Vivimos en las últimas semanas con mayor intensidad los problemas que supone la escasez de agua. Nuestro país, con unas condiciones naturales y climáticas que, en ocasiones, nos llevan a puntos extremos, se encuentra este verano en una situación de falta de agua que está provocando la previsión de cortes de suministro y problemas para el riego en algunas zonas. Por si esto fuera poco, esta necesidad de agua provoca también enemistades entre las regiones que tienen agua, pero consideran que sólo la suficiente, y las que la necesitan y que reclaman a aquellas determinando que, en realidad, les sobra.

Por estas razones, por la necesidad de evitar que se produzcan cortes de suministro y porque el agua es un bien escaso, todos tenemos como ciudadanos el deber de ahorrarla lo más posible dentro de nuestras posibilidades. Así, la Confederación de Consumidores y Usuarios (CECU), establece una serie de puntos clave para conseguir disminuir el consumo de agua en el ámbito doméstico.

•  El primer consejo, obviamente, debe ser gastar únicamente el agua que se necesite, procurando cerrar el grifo cuando no vayamos a usarla. Por ejemplo, no dejar correr el agua al lavarse los dientes o las manos o al afeitarse o lavarse la cabeza en la ducha.

•  En casa se pueden colocar grifos con limitadores de presión y difusores o incluso reductores de caudal.

•  Siempre que sea posible, es conveniente utilizar el agua fría para lavar la ropa, fregar el suelo… Si se tienen grifos independientes para el agua fría y caliente, conviene cambiarlos por un monomando, ya que permiten mantener la temperatura que habíamos elegido aunque se cierre y se evitan goteos. Los grifos que gotean deben ser reparados, ya que sólo una gota por segundo de pérdida suponen 30 litros al día.

•  Hay que revisar la cisterna del inodoro de vez en cuando para comprobar si pierde agua y es preferible comprar cisternas con sistema de media descarga para cuando necesitemos poca agua. En caso de que nuestro inodoro no disponga de esta opción, se pueden introducir una o dos botellas en el depósito para reducir su capacidad.

•  Un punto clave del ahorro es la ducha. Darse un baño gasta cuatro veces más agua y energía. Además también se debe poner el agua a una temperatura adecuada, no demasiado caliente, a lo cual nos pueden ayudar grifos con termostato regulándolos a unos 38 grados.

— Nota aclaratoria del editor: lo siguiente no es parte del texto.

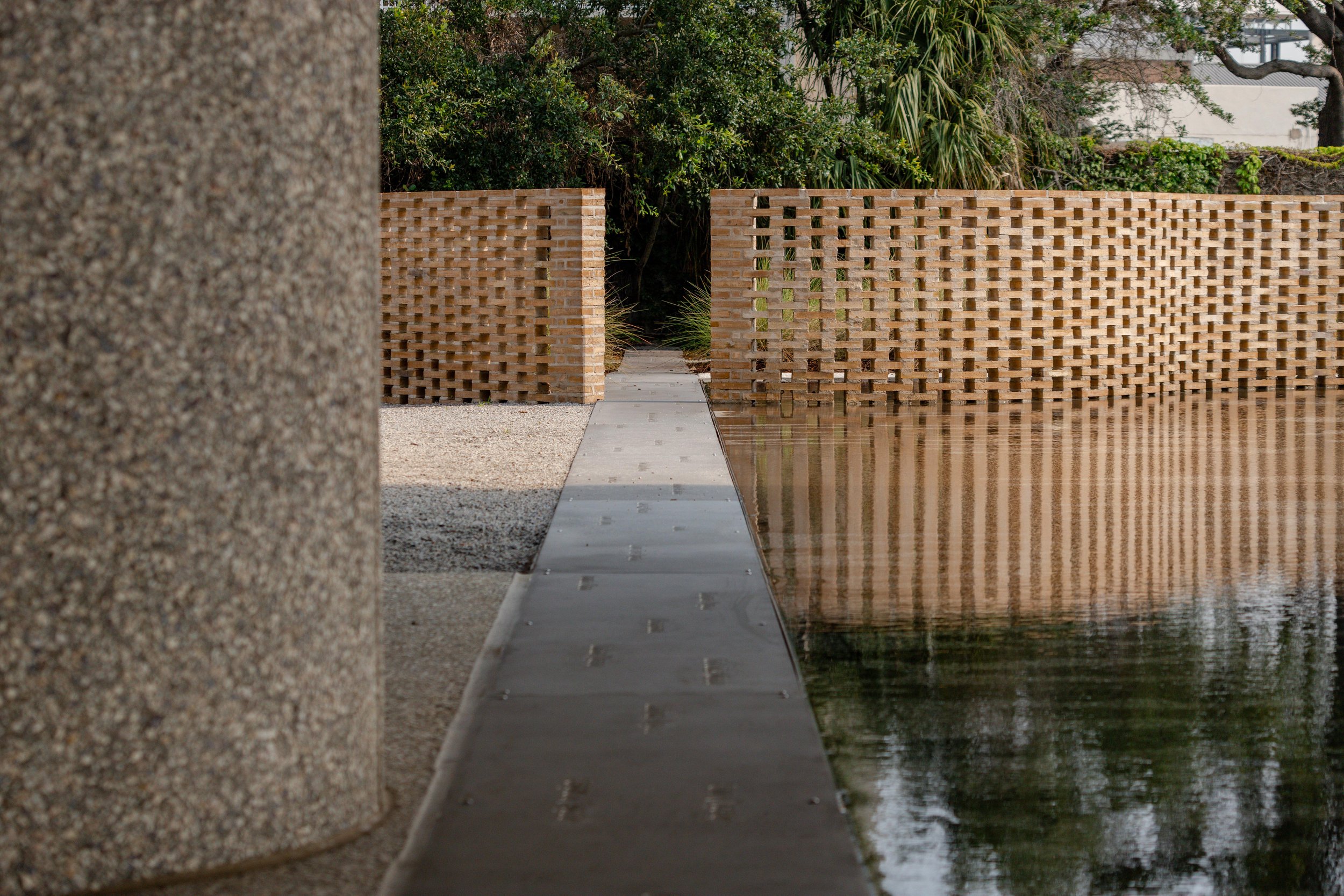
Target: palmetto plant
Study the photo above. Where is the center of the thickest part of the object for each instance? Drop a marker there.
(972, 85)
(941, 97)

•  Usar la lavadora o el lavavajillas a plena carga ayuda a racionalizar y utilizar de forma eficiente el agua que se utiliza en el proceso de lavado. Si es necesario, se pueden comprar lavadoras y lavavajillas que funcionen a media carga, ahorrando así en la cantidad de agua que utilizan.

Por otra parte, durante la época de verano se multiplica la afluencia de los ciudadanos a casas de campo, chalets y apartamentos que, además de esos gastos habituales, pueden contemplar otros debido al cuidado de piscinas y jardines. En estas circunstancias también se puede y se debe ahorrar siguiendo estos consejos:

•  A la hora de crear la configuración de su jardín, el mero hecho de planificarlo adecuadamente, puede ayudar a ahorrar agua de forma natural. Un jardín bien diseñado, consume una cuarta parte de agua que uno convencional. Es mejor elegir plantas propias del lugar y que consuman poca agua, ya que se adecúan mejor al terreno y a la climatología.

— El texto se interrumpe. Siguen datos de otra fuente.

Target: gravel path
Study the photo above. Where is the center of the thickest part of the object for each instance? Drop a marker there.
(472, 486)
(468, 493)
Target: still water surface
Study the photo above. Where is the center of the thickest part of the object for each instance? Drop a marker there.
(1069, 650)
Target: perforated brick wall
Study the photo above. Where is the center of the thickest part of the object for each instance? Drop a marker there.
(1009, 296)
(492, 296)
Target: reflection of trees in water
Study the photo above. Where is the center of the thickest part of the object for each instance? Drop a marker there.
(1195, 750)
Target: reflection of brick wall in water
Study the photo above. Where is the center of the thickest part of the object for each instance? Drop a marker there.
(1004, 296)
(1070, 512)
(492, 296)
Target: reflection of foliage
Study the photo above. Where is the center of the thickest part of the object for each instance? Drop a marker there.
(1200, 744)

•  También se economiza retirando frecuentemente las malas hierbas y las hojas y ajustando los aspersores para evitar pérdidas de agua, colocándolos adecuadamente en las zonas verdes que se deseen regar. Es mejor utilizar sistemas de riego por goteo que por aspersión o manguera.

•  Se debe evitar regar con excesiva frecuencia, ya que ayuda a la planta a crecer y a fortalecerse, haciéndolo preferentemente al amanecer o al atardecer, evitando las horas de sol más fuertes. Se ahorrará hasta un 30% de agua.

•  A la hora de limpiar el porche o la terraza, es mejor barrer con escoba que hacerlo con la manguera.

•  El césped es el gran consumidor de agua de los jardines, ya que supone hasta el 70% del agua utilizada para el riego. Dejándolo crecer se evitará la evaporación de agua y debe evitar plantarlo en zonas de pendiente, ya que el agua se deslizará. En cualquier caso, hay que decir que el césped no es un elemento imprescindible para un jardín.

•  En cuanto a la piscina, es recomendable no hacerla excesivamente profunda, también por seguridad (con unos 2 metros en la zona profunda, bastará). Año tras año, hay que comprobar que la piscina no tiene fugas y es necesario instalar sistemas de depuración adecuados al tamaño de la piscina. Si no se utiliza durante un tiempo, se puede instalar un cobertor para evitar perder agua debido a la evaporación.